In the very near future we’re likely to see responsive site design based on statistical knowledge of an individual website user. Until that time, you’ll want to make your website is as easy to use for each customer as possible, but what does that look like?
Integrating funnels in your cannabis web UX
The sooner you can start sending users down the correct funnel, the better. That requires separating your users into their demographic groups and creating an easy way to separate them. What questions do you need to ask yourself to create a good funnel page?
Question 1: What are you selling?
The obvious answer is cannabis products, but these can be divided up by user type and product type.
Recreational cannabis users: You know your user base best. What products are they most interested in? Placing these cannabis products above or just below the fold on your homepage will steer those users into your Menu, and directly to the products they want to buy.
Medical cannabis users: Medical cannabis dispensary web design is a little different than a recreational or dual-license dispensary. The needs of medical users are geared towards pain management, and consumption methods and strain phenotype are a larger priority. Segmenting users by relief methods and cannabis that targets conditions may be better suited for above or just below the fold.
Question 2: Why should a customer choose you over the competition?
Identify your customer’s pain points and address them in the design of your website.
Recreational cannabis user pain points:
- Price – How much does your product cost and is it worth it?
- Location – How easy is it to get to your dispensary?
- Potency – Are customers getting their money’s worth?
- Selection – Do you have what your customers are looking for?

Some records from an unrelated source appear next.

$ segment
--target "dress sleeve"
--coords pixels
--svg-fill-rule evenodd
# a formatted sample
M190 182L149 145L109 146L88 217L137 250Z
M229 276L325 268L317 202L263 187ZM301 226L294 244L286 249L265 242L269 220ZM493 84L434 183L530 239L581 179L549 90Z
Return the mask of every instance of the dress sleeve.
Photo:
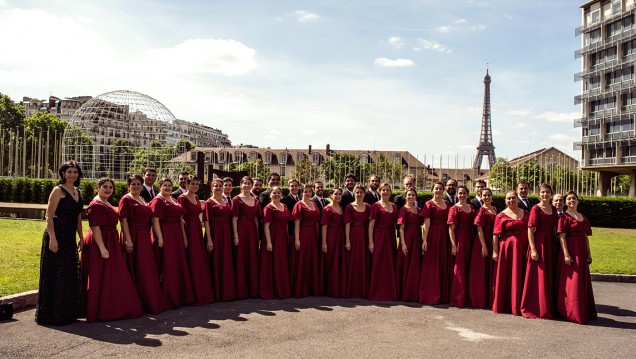
M353 213L351 213L351 210L353 210L353 206L351 204L348 204L344 209L342 223L347 224L353 221Z
M188 199L184 195L180 195L177 198L177 203L181 206L181 211L183 214L188 214L188 205L186 203Z
M585 217L585 215L583 216L583 222L585 223L585 234L588 236L592 235L592 226L590 225L590 221L587 220L587 217Z
M538 227L541 222L539 206L534 205L532 209L530 209L530 218L528 219L528 227Z
M285 207L286 208L286 207ZM274 222L274 208L269 204L263 209L263 223Z
M294 210L292 211L292 217L294 218L294 220L303 219L303 209L301 206L302 204L300 204L300 201L296 202L296 204L294 205Z
M122 196L117 205L119 210L119 218L130 218L132 215L132 203L128 200L130 197ZM132 198L131 198L132 199Z
M241 200L238 196L234 196L232 198L232 217L237 217L241 214L241 204L239 203Z
M256 218L263 218L263 207L261 207L261 203L254 200L254 205L256 206Z
M448 221L446 222L446 224L459 224L458 221L458 213L457 213L457 209L459 207L457 206L451 206L451 208L448 210Z
M322 216L320 217L320 224L328 225L331 221L331 215L333 214L333 209L329 207L325 207L322 209Z
M212 202L211 200L206 200L205 202L203 202L203 211L201 212L201 219L203 219L203 222L208 221L210 218L210 202Z
M504 230L504 226L505 226L505 220L502 216L502 214L498 214L497 217L495 217L495 227L492 231L493 234L502 234L503 230Z
M429 206L429 201L426 201L426 203L424 203L424 205L422 206L422 209L420 210L420 216L422 218L431 218L431 209Z
M557 233L568 233L570 224L568 223L568 215L563 213L559 216L559 224L557 225Z
M406 221L407 221L407 219L406 219L406 207L402 207L398 211L397 224L406 224Z
M473 221L473 224L478 227L483 227L485 225L484 214L483 214L485 210L482 210L482 208L483 207L479 207L479 209L477 210L477 215L475 216L475 220Z
M369 219L377 219L377 218L378 218L378 206L374 203L373 205L371 205L371 210L369 211Z
M150 201L150 209L152 209L152 215L154 217L161 219L166 216L166 204L164 203L163 198L155 197L152 201Z
M92 201L88 208L86 209L86 216L88 217L88 226L89 227L99 227L108 223L108 213L106 213L106 208Z

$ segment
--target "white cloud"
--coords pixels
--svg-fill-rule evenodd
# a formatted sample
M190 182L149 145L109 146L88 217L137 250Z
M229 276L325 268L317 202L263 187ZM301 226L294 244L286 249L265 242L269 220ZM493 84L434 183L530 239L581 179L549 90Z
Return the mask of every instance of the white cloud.
M488 1L483 1L483 0L468 0L466 1L467 4L471 4L471 5L477 5L477 6L488 6L489 3Z
M503 14L504 19L506 20L512 20L512 15L508 15L508 14Z
M529 127L530 125L528 125L525 122L517 122L514 125L510 126L512 128L525 128L525 127Z
M409 67L415 65L413 60L409 59L395 59L391 60L386 57L378 57L373 61L373 64L380 67Z
M526 117L530 114L530 110L510 110L504 112L504 114L508 116Z
M574 142L579 140L580 136L573 136L573 135L566 135L564 133L556 133L553 135L549 135L548 139L553 140L553 141L559 141L559 142Z
M485 30L486 26L482 25L482 24L477 24L477 25L472 25L472 26L467 26L468 24L468 20L466 19L457 19L455 21L453 21L453 24L449 24L449 25L442 25L442 26L438 26L435 28L435 31L437 32L441 32L441 33L448 33L451 31L461 31L461 30L465 30L465 31L481 31L481 30Z
M296 10L290 15L293 16L298 22L311 22L320 18L320 16L318 16L317 14L306 10Z
M548 122L573 122L577 117L581 117L579 112L557 113L548 111L537 115L534 118Z
M404 40L399 36L393 36L387 41L387 44L395 47L396 49L400 49L404 46Z
M453 30L453 27L451 25L438 26L435 28L435 31L442 33L451 32L451 30Z
M473 26L470 26L470 27L468 28L468 30L470 30L470 31L482 31L482 30L486 30L486 25L482 25L482 24L473 25Z
M457 19L457 20L455 20L455 21L453 21L453 22L454 22L455 24L465 24L465 23L467 23L468 21L466 21L466 19Z
M417 39L418 44L424 50L433 50L439 52L451 53L452 50L434 40Z
M190 39L171 48L148 50L140 65L176 73L244 75L256 67L255 54L236 40Z

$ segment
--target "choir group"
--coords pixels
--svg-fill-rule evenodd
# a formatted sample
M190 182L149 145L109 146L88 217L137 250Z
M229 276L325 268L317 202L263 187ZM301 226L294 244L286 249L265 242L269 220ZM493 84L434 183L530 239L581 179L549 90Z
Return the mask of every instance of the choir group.
M328 201L320 181L290 180L283 196L273 173L264 191L262 180L243 177L234 197L232 179L216 178L201 204L199 178L182 172L177 191L169 178L157 190L148 168L130 176L118 210L108 201L113 181L97 182L78 257L81 169L69 161L60 177L42 244L40 324L305 296L490 308L576 323L596 318L589 222L574 192L553 197L547 184L533 205L528 183L519 182L498 212L483 181L472 199L454 180L437 182L433 198L418 203L406 177L404 193L391 202L388 183L372 176L367 189L349 174Z

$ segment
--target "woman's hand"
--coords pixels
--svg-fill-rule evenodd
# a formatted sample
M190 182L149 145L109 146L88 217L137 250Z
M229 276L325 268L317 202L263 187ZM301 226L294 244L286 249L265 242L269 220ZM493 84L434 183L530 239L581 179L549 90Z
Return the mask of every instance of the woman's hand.
M373 242L369 242L369 253L373 254Z
M106 247L100 247L99 252L101 253L103 259L108 259L109 254L108 254L108 249L106 249Z
M322 253L327 253L327 243L322 242Z
M451 244L451 254L453 256L457 255L457 245L456 244Z
M188 239L186 237L183 237L183 245L188 248Z
M409 247L406 246L406 243L402 243L402 253L404 253L405 256L409 255Z
M212 251L214 250L214 243L212 243L211 239L208 239L207 249L208 249L208 253L212 253Z
M272 242L267 242L267 247L265 249L267 249L268 252L271 252L273 249Z
M345 249L350 251L351 250L351 241L346 241L345 242Z
M133 251L133 243L132 241L126 240L126 253L132 253Z
M537 253L536 249L530 250L530 259L532 259L535 262L539 260L539 253Z
M58 250L58 246L57 246L57 239L55 238L50 238L49 239L49 250L53 253L57 253Z
M587 255L587 264L592 264L592 254Z
M426 239L422 241L422 255L426 254L426 248L428 244L426 243Z
M163 238L159 238L157 241L159 242L157 243L157 247L163 248Z
M299 251L299 250L300 250L300 240L299 240L299 239L296 239L296 240L294 241L294 245L296 246L296 250L297 250L297 251Z
M484 258L488 257L488 248L481 246L481 256Z
M498 258L499 253L497 253L497 251L492 251L492 260L496 262Z
M563 256L563 261L565 262L565 265L568 267L572 265L572 257L570 257L569 254L566 254Z
M238 243L239 243L238 236L236 236L234 237L234 245L238 247Z

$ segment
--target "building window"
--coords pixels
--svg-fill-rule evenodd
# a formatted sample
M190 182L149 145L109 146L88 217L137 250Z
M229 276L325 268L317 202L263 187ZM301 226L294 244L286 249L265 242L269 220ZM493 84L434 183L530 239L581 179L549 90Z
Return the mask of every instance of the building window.
M234 152L234 162L243 163L243 152Z
M362 154L360 156L360 162L362 163L369 163L369 155L367 155L366 153Z
M250 152L250 161L254 162L258 159L258 153L255 151Z
M219 163L225 163L225 151L219 152Z
M616 14L619 14L620 12L621 12L621 1L620 0L614 1L612 3L612 14L616 15Z
M271 152L265 152L265 163L266 165L269 165L272 163L272 153Z
M623 21L615 21L605 27L607 32L607 37L610 38L612 36L618 35L621 32Z
M592 24L596 24L601 20L601 9L596 9L592 11Z
M190 151L190 162L197 161L197 153L195 151Z
M305 154L302 152L296 153L296 162L301 162L305 158Z
M312 157L312 162L315 165L319 165L320 164L320 153L314 152L314 154L311 157Z
M280 166L280 170L278 170L278 174L279 174L281 177L287 176L287 174L286 174L286 172L285 172L285 170L286 170L286 169L287 169L287 167L285 167L285 166Z
M279 162L281 165L285 165L287 164L287 152L281 152L280 156L279 156ZM284 176L283 174L281 174L281 176Z
M208 151L205 153L205 162L212 163L212 152Z
M634 15L630 15L623 19L623 31L628 31L634 28Z
M402 162L402 156L400 155L395 155L393 157L393 162Z

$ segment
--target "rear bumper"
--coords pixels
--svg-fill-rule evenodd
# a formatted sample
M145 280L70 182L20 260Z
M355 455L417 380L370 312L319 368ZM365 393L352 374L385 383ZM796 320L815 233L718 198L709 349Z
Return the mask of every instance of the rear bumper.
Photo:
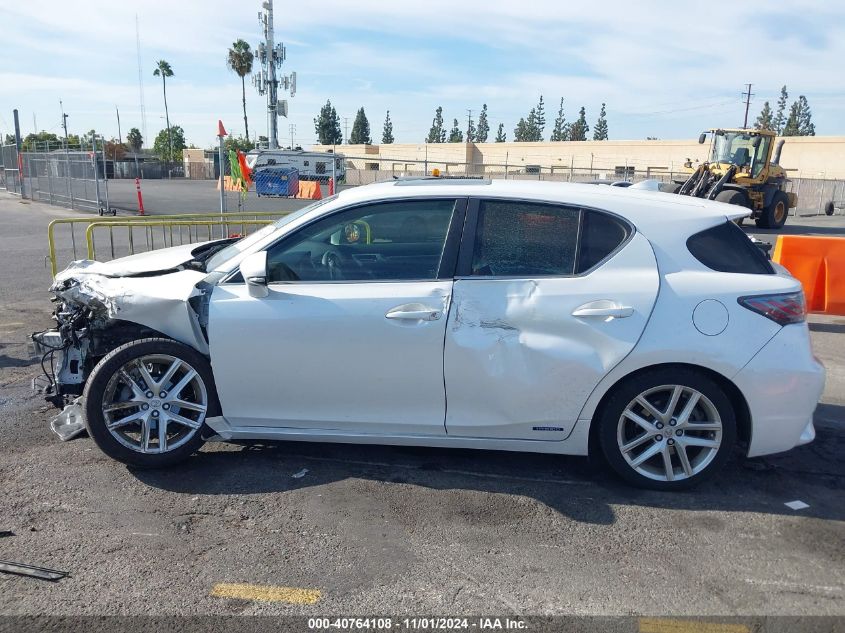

Medical cannabis user pain points:
- Knowledge – Can your staff help customers make a medical decision?
- Accessibility – Does your dispensary support different patient mobility needs?
- Consumption – Do you have the right product for a specific medical condition?
- Price – Are you offering comparable medical discounts to other area dispensaries?
Track and improve
Google Analytics provides a wealth of data for cannabis companies. We advise clients to integrate it into their website as soon as possible, and it’s one of the first steps we take for clients who don’t have it already.
There are a wealth of options for creating and tracking funnels. You can see what page users enter your cannabis site through and track where they go, what buttons they click, and which forms they fill out.
Once you start dividing this data into demographic groups, you can begin to see funnel trends for different user types by age, location, etc. Making small changes to your major funnel pages is the best way to increase conversion and turn your online customers into on and offline sales.